On Tuesday, June 7th, 2016, Governor Tom Wolf issued a statement after Shell told him they are going to build an ethane cracker plant in Pennsylvania. Governor Tom Wolf’s statement may be read in full below:

“Over the past four years, the Commonwealth of Pennsylvania has worked with Royal Dutch Shell to finalize plans to construct an ethane cracker plant in Western Pennsylvania, and this morning I was notified that Shell has taken the final step to move ahead with this game-changing plant and create thousands of jobs in Pennsylvania.

“The commonwealth began its efforts on this project in 2012, and I would like to thank former Governor Tom Corbett and his Secretary of Community and Economic Development C. Alan Walker for all of their efforts to bring the plant to Western Pennsylvania.

“Since first taking office, I have worked in close collaboration with my Secretary of Community and Economic Development Dennis Davin, the Pittsburgh Regional Alliance, local officials in Western Pennsylvania, and Royal Dutch Shell to make the proposed plant a reality. The commonwealth engaged the company with the goal of creating jobs, spurring economic development, and taking the next steps to connect the energy industry with long-term, sustainable economic growth.

“My administration is committed to creating jobs in the energy industry through responsible, well-regulated extraction and long-term, creative industrial growth. We have worked to develop strategies for safe and responsible pipeline development that brings resources to markets and facilities and we have prioritized the Shell plant to show the world that Pennsylvania is a leader in energy manufacturing and downstream production.
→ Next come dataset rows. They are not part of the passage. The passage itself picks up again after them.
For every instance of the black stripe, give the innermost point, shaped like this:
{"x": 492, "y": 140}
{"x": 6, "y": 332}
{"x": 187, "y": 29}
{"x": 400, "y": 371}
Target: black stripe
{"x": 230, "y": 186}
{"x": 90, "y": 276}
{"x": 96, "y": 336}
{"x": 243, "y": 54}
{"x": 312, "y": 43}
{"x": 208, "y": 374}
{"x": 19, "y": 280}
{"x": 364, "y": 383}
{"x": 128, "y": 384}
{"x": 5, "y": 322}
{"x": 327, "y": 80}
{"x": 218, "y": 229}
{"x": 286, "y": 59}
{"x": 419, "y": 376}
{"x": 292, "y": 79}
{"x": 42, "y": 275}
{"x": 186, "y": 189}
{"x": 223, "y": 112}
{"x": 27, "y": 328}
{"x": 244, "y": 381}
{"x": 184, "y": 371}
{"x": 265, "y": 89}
“The success of this project is part of a much-needed, longer term plan to translate our abundant resources to make Pennsylvania a leader in downstream production. The commitment of the Shell cracker plant in Western Pennsylvania is an important step toward this goal.

“This critical effort spanned four years, and two administrations, and today I want to congratulate all of those involved, including both Republican and Democratic officials, and thank Royal Dutch Shell for providing this unique and exciting economic development opportunity to the people of Western Pennsylvania.”